Déjà des ratés dans le civil
Des Commissions d’informations locales (CLI) existent déjà dans le domaine du nucléaire civil. Créées à l’initiative des conseils généraux à la suite d’une circulaire de Pierre Mauroy en 1981, elles sont également chargées de l’information des populations.
"Elles fonctionnent plus ou moins bien selon les régions, précise Jean-Yvon Landrac, du Réseau Sortir du Nucléaire, et leur composition respecte plus ou moins les textes de lois. Certaines associations participantes n’ont tout simplement rien à voir avec la défense de l’environnement !"
Selon Marc Saint-Aroman, des voix divergentes se font entendre au sein de ces commisions, même parmi ses membres les plus "institutionnels". "Alors que l’Autorité de sûreté du nucléaire a relevé 27 incidents sur la centrale nucléaire de Golfech, les représentants d’EDF qui siègent dans la CLI locale n’en reconnaissent que 17 !", explique-t-il.
Si de telles commissions n’existent pas encore dans le domaine militaire, des "groupes de pilotage" se sont toutefois mis en place dans certaines régions pour commmuniquer sur le nucléaire militaire. Mais, là encore, leur action en matière de communication reste plus que discrète.
"En 1996, un ’Plan particulier d’intervention des installations nucléaires à Brest et à l’île Longue’ a été mis en place à la demande du préfet, suite à des discussions avec des militaires, quelques associations et des élus locaux, note Jean Cornec, maire de Crozon, une commune située entre les deux sites nucléaires bretons. Mais ce plan n’a jamais été mis en application. Les exercices d’évacuation de la population ’grandeur nature’ que nous réclamons n’auront certainement jamais lieu, avec ou sans ces nouvelles commissions."
Les sites les plus dangereux toujours secrets
Autre critique formulée par les associations de défense de l’environnement : les Commissions d’information locales ne couvriront pas l’ensemble des sites nucléaires militaires français. Ce que confirme Wise-Paris (World Information Service on Energy), éditeur de "La France Nucléaire", un livre qui recense l’ensemble des sites nucléaires français.
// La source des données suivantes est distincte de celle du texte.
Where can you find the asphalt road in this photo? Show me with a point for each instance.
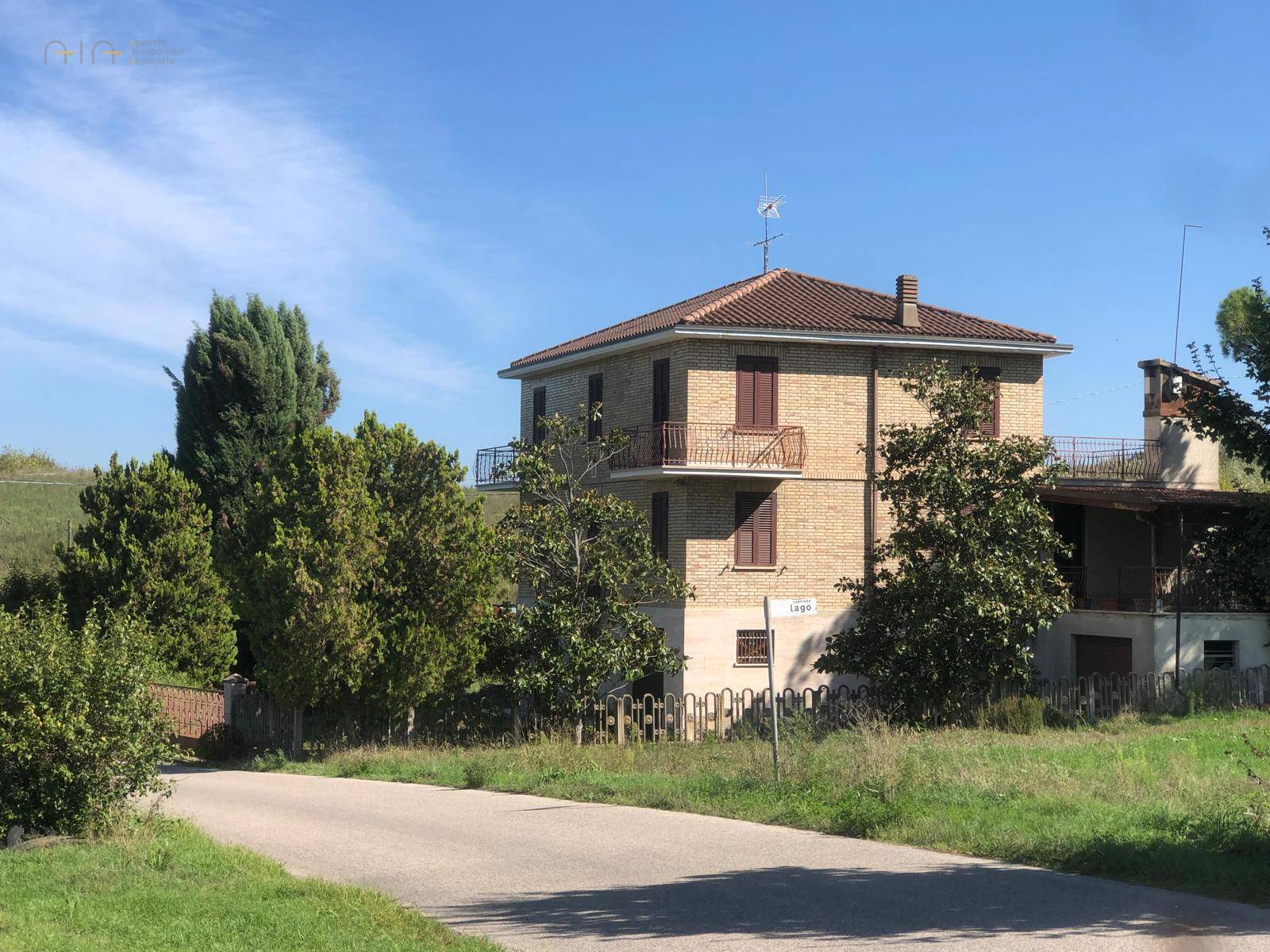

Parmi ces sites figurent plusieurs bases militaires qui ne sont pas visées par l’arrêté du 17 juillet 2003. Comme Valduc par exemple, situé à 30 km de Dijon. Le Commissariat à l’énergie atomique (CEA) y fabriquerait des sous-ensembles de têtes nuclaires. Autre exemple : à Gramat, en Midi-Pyrénnées, la Direction générale de l’armement procèderait à des essais de matériel d’armement en uranium appauvri.
La situation semble pour le moins opaque, ce que le ministère de la Défense ne cherche pas à nier. "Il existe plusieurs sites nucléaires militaires français qui ne font pas partie de la liste mentionnée dans cet arrêté, souligne Yann Tréhin, chef d’escadron de la Délégation à l’information et la communication de la Défense. Les sites nucléaires militaires les plus protégés sont cachés et leurs activités ne sont pas connues du public."